Unless otherwise indicated herein, the materials described in this section are not prior art to the claims in this application and are not admitted to be prior art by inclusion in this section. The concepts discussed in this section are known to the inventors but are not necessarily known to others or previously conceived or pursued by others.
The three primary functional components of a lithium-ion battery are a negative electrode, a positive electrode, and an electrolyte. The negative electrode, or anode, of a conventional lithium-ion cell comprises a material that is capable of absorbing or releasing lithium ions, and is typically made from carbon, such as graphite. The positive electrode, or cathode, comprises a lithium-containing material and is typically made from one of the following types of lithium-containing materials: a layered oxide (such as lithium cobalt oxide), a polyanion (such as lithium cobalt phosphate), or a spinel (such as lithium manganese oxide).

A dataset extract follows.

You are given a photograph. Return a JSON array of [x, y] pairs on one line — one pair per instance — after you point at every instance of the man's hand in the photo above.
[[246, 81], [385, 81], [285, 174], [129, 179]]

The electrolyte, which is in communication with the electrodes, is a lithium salt in an organic solvent. The electrochemical roles of the electrodes change between anode and cathode, depending on the direction of current flow through the cell. Typically, the battery also includes a separator, which is a microporous membrane, to prevent contact between the anode and cathode.
Much attention has been focused on the chemistry of the cathode active materials since the selection of the cathode active material has a major impact on the voltage, capacity, life, and safety of a lithium-ion battery. Presently, the layered-layered lithium-rich cathode material xLiMO2.(1-x)Li2MnO3, where M is a transition metal, such as Ni, Mn, Co, has shown great promise for use in lithium-ion batteries for electric vehicles. In fact, layered-layered lithium rich cathode material possesses high specific capacity (250 mAh/g) which is 70% higher than the commercially-used lithium nickel manganese cobalt oxide LiNi1/3Mn1/3Co1/3O2. However, due to the intrinsic oxygen release upon formation, and reactivity with the electrolyte solvents, the cycling performance and rate capability of the layered-layered lithium rich cathode material are compromised. As a consequence, both surface and bulk material have high impedance.
There is, therefore, a need, for a means to improve the performance of lithium-ion cathode material, and in particular layered-layered lithium-rich cathode material.
Since the primary solvents in the electrolyte are cyclic and linear carbonates, their oxidative reactions with the cathode surface lead to irreversible losses and severe capacity fading. There have been attempts in the prior art to control the electrode/electrolyte reactivity. One approach, as reported by Achiha, et al., J. Electrochem. Soc., Vol. 156, pages A483-A488 (2009), has been to replace the highly reactive carbonate-containing solvents with more stable ones that can be fluorinated. A second approach, as reported in Han, et al., J. Power Sources, Vol. 187, pages 581-585 (2009), has been to use additives in the electrolyte that can form a protective layer on the oxidized electrode surface. Yet another approach has been to coat the cathode surface with a material that will inhibit the reactivity of the oxidized electrolyte with the electrode surface, while allowing lithium-ion conduction.